I mean, just to give you some perspective, Odell Beckham's share in the Giants' offense last year was 25.36%.
In other words, Jones should easily eclipse the 100-target mark. Easily. It should almost be expected for him to be closer to 120.
There's also the idea that Jones -- not Tate -- will end up being Detroit's number-one receiver this year.
We all know the kind of receiver Golden Tate is. He'll get you yards after the catch, but the depth of each one of his targets won't be very high. In fact, last year, Golden Tate's receiving yards at the catch (receiving yards minus yards after catch) was running back-esque, and he was bottom-seven in the league in yards per target.
Because that's his role. He'll stick close to the line of scrimmage and get yards after the catch. There's nothing wrong with that, but it's the reason many don't believe he's a number-one wide receiver.
This isn't to say Marvin Jones will step in and be Calvin Johnson, but he's already been praised by the Lions for being able to do it all, the expectation is that he'll be able to take on intermediate and deep routes, and ESPN's Michael Rothstein -- who covers the Lions -- even told me he expects the Lions to have a "1A and 1B deal with the two of them, and it's not clear which guy will be which."
Oh, and remember the touchdown talk above? There's that, too.
You could argue that Tate's had better quarterback play than Jones throughout his career, but his touchdown per target rate of 4.7% is far less than Jones' 7.0%. And among the 112 receivers who have seen 20 or more red zone targets over the last three seasons, Tate ranks 42nd in per-target scoring. Remember, Jones is 6th.
And while we noted that those numbers could be a little skewed for Jones, they kind of are for Tate, too. Last year, four of Tate's six touchdowns were from two yards or fewer out (another was five yards), thanks to play designs that didn't even see him targeted in the end zone.
Here's one of those plays that came against the Saints:
And then there was this one versus the Rams:
There was also this short score on Thanksgiving:
Tate isn't your typical receiver, let alone your typical red-zone receiver. Sure, we should expect these same type of play calls -- calls that often came after the hiring of offensive coordinator Jim Bob Cooter -- next season, but the Lions need a more traditional outside threat.
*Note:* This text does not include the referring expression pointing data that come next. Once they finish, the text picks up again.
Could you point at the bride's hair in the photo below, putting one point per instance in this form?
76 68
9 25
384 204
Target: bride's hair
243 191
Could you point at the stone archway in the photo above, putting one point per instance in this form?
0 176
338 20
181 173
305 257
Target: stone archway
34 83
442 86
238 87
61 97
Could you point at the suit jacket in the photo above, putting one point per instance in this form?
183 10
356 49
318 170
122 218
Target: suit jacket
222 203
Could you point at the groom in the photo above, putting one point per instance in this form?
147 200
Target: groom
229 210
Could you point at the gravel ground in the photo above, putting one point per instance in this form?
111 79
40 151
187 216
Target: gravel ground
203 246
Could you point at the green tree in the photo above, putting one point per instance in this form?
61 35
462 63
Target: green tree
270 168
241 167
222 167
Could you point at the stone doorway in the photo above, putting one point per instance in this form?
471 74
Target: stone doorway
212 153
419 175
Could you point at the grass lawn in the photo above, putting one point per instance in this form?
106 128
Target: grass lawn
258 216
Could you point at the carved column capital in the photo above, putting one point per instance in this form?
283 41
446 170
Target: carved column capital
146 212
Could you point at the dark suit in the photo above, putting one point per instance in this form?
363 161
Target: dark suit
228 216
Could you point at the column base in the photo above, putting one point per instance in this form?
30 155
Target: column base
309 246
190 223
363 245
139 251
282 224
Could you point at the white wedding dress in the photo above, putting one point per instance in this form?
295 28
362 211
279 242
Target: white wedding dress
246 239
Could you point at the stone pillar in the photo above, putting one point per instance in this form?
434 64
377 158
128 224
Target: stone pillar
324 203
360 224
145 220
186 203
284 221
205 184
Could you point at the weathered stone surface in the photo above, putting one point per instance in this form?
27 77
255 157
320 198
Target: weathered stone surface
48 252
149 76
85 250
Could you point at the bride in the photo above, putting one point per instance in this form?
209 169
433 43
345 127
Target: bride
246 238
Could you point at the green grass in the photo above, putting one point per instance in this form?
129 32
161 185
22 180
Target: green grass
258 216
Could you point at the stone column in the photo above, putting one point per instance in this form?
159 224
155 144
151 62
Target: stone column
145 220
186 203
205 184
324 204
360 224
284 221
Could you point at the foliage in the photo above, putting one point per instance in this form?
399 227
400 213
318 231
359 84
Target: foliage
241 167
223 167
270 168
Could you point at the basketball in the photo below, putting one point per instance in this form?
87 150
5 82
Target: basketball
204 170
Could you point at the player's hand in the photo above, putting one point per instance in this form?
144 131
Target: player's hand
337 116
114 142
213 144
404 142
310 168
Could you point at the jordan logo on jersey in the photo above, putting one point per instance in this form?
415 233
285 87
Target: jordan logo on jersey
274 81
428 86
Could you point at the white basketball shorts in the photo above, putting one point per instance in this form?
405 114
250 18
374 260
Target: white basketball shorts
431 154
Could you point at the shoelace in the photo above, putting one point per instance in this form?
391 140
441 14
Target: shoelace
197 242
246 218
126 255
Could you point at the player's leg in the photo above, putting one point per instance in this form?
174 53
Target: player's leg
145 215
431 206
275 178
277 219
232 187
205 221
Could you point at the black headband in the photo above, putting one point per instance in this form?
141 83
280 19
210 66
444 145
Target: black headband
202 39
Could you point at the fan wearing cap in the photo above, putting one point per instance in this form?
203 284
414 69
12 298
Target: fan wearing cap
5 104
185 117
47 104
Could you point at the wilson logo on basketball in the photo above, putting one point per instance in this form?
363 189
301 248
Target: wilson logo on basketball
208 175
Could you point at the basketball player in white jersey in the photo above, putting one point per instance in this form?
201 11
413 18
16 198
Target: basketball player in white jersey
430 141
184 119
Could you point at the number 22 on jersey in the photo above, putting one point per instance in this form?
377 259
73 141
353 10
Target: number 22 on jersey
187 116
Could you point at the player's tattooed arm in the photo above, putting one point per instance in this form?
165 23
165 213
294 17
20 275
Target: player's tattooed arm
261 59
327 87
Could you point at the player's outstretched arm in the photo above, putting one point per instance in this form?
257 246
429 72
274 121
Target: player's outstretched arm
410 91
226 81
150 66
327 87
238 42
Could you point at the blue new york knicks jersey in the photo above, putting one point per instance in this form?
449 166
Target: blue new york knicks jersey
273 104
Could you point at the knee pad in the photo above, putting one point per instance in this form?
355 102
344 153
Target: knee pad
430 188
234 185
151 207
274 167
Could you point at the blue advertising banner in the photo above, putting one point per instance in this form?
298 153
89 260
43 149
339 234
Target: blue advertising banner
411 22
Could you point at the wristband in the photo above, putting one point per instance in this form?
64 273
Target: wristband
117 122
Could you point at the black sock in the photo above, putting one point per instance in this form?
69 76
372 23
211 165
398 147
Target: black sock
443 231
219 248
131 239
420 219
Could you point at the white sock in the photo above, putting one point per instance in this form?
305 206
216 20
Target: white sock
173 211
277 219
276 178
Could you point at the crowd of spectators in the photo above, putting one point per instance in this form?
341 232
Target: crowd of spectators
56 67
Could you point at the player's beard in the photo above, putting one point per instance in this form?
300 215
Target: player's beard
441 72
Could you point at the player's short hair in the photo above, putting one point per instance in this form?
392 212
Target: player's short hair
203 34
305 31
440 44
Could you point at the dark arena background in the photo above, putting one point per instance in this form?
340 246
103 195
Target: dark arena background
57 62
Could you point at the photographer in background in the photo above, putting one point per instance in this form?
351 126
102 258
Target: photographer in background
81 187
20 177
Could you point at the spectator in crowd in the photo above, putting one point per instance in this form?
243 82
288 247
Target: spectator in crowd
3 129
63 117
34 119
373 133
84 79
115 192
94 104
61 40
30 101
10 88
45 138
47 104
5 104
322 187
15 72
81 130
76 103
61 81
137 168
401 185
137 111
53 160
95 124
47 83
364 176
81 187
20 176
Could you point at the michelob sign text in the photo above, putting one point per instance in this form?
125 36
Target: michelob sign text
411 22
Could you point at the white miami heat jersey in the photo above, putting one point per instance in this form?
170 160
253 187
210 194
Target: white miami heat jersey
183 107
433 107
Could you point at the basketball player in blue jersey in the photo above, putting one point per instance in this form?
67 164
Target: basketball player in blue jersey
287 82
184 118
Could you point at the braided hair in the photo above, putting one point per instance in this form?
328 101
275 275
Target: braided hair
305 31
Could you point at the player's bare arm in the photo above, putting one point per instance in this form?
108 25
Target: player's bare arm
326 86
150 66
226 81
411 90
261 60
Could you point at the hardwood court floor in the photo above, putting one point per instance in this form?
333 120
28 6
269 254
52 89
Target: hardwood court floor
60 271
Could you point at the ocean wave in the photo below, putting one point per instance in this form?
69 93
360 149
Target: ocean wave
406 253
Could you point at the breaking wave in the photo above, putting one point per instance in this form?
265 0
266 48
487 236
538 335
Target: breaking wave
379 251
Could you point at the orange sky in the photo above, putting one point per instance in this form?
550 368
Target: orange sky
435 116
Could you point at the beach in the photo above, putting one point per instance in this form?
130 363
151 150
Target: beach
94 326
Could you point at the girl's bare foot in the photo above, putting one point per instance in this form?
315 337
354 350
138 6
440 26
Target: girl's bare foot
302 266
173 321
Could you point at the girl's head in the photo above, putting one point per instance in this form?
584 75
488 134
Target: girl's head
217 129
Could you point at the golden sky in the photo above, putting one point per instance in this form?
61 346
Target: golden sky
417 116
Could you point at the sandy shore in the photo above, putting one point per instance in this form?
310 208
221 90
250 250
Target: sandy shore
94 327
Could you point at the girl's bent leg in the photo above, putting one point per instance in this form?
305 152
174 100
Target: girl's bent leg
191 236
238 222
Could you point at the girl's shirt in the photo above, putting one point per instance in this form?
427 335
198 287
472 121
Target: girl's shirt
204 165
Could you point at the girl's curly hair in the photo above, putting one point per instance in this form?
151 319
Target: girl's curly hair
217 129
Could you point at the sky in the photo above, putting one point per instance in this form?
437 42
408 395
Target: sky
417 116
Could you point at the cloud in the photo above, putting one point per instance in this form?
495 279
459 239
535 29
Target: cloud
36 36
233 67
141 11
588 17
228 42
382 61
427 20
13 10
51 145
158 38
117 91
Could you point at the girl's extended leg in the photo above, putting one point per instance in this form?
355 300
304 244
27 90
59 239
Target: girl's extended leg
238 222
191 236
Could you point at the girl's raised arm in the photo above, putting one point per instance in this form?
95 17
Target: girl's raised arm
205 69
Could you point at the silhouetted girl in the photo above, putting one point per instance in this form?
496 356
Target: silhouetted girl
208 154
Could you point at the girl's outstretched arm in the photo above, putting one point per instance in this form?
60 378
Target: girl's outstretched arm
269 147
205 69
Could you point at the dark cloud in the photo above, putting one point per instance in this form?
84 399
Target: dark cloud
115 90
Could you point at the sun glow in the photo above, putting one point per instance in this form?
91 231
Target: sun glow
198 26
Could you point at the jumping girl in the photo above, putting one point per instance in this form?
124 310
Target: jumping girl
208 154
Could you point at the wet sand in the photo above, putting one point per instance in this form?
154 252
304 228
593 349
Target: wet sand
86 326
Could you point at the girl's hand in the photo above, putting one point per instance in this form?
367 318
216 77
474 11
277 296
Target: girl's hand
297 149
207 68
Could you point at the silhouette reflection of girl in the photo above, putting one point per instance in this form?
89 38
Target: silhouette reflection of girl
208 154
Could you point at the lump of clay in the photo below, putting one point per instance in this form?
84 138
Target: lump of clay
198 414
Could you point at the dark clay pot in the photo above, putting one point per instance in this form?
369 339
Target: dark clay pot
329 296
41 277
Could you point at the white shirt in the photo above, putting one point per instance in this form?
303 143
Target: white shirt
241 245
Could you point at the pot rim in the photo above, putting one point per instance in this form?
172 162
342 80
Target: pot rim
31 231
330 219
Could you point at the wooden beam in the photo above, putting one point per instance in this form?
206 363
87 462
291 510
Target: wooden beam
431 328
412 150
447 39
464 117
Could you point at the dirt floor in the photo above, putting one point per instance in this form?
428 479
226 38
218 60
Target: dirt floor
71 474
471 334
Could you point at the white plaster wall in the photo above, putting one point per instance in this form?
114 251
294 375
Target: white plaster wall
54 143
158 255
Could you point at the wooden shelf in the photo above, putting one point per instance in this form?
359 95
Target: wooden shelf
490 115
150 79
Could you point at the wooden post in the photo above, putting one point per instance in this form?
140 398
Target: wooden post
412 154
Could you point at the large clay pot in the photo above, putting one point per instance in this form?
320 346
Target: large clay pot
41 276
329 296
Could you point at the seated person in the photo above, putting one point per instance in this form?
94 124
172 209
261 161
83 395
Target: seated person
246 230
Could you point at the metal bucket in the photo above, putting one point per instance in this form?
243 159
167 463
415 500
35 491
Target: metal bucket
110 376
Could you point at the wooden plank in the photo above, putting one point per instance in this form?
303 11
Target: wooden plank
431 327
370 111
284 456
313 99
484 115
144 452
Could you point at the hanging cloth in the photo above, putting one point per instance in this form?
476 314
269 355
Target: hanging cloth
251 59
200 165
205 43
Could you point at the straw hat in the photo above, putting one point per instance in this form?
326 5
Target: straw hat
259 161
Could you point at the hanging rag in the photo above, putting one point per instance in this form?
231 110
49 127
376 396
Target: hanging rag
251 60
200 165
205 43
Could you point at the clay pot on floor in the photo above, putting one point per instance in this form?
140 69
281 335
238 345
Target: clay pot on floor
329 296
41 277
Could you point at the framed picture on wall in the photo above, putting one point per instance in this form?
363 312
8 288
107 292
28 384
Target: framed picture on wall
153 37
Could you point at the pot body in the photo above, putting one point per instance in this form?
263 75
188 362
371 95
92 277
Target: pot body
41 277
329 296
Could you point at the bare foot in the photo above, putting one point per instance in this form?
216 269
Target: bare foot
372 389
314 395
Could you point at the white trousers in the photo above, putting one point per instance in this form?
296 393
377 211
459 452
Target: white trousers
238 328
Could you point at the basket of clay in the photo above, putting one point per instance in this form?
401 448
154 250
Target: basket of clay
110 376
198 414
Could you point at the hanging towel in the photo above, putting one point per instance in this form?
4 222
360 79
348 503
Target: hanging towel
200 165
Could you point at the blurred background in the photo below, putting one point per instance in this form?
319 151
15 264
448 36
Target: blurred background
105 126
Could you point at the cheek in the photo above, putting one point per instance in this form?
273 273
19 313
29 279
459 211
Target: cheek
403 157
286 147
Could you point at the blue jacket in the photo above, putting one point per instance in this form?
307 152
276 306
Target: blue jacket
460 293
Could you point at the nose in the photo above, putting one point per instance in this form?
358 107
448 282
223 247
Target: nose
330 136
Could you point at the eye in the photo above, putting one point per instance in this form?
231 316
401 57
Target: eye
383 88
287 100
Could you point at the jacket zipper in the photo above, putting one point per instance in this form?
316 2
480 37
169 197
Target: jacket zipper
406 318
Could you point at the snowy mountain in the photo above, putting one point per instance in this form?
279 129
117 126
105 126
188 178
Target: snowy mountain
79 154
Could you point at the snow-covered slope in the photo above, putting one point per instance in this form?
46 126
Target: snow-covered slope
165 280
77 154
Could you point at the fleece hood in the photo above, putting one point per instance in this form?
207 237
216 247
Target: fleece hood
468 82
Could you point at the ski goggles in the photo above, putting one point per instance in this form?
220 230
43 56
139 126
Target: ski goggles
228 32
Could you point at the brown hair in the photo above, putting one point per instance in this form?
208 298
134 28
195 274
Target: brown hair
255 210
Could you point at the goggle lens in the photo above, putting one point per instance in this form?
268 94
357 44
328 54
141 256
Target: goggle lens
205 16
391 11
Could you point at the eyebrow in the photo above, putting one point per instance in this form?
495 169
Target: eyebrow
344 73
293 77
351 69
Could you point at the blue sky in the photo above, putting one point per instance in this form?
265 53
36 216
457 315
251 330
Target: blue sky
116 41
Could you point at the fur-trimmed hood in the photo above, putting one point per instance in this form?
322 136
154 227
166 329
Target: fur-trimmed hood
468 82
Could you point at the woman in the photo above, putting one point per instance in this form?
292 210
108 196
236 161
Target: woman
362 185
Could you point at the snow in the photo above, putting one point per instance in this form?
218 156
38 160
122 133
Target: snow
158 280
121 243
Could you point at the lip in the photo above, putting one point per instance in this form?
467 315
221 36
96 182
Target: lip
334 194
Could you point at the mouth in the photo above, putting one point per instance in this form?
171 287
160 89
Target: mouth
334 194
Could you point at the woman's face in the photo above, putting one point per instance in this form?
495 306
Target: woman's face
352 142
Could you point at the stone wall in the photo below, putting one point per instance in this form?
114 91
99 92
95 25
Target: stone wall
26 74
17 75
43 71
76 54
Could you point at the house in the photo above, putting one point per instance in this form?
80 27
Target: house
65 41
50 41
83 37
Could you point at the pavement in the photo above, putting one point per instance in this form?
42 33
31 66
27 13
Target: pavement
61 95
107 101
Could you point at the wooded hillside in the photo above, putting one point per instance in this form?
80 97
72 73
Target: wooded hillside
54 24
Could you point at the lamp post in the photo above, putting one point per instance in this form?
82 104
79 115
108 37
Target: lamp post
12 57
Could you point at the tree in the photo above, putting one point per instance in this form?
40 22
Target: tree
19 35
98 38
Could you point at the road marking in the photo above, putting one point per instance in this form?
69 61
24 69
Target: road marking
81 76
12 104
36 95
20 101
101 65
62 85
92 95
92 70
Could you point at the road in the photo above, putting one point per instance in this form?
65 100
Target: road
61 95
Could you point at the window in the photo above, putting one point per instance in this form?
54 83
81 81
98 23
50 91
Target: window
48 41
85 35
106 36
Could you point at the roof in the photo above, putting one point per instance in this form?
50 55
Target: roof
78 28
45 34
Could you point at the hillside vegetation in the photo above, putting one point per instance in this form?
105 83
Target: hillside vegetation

And that's where Jones could shine.
Drafting for Value
Last year in PPR leagues, targets and receptions both correlated stronger to weekly fantasy output at the wide receiver position than touchdowns did. That's a reason to like Tate -- he's going to more than likely outproduce all Lions' receivers in targets and receptions, giving him a nice weekly floor.
But if Jones can continue his success in the red zone, the lack of volume he'll see in relation to Tate (which might not even be much) may not matter -- the potential touchdowns could make up for it.
And that's why, according to FantasyFootballCalculator.com, Tate's 12-team PPR league draft position of 4.04 is crazy when you realize Marvin Jones is dropping off boards at 9.03. It's not that Tate shouldn't produce each week for your fantasy team, and I wouldn't even say his average draft position is all that bad.
Marvin Jones' cost is just really, really good.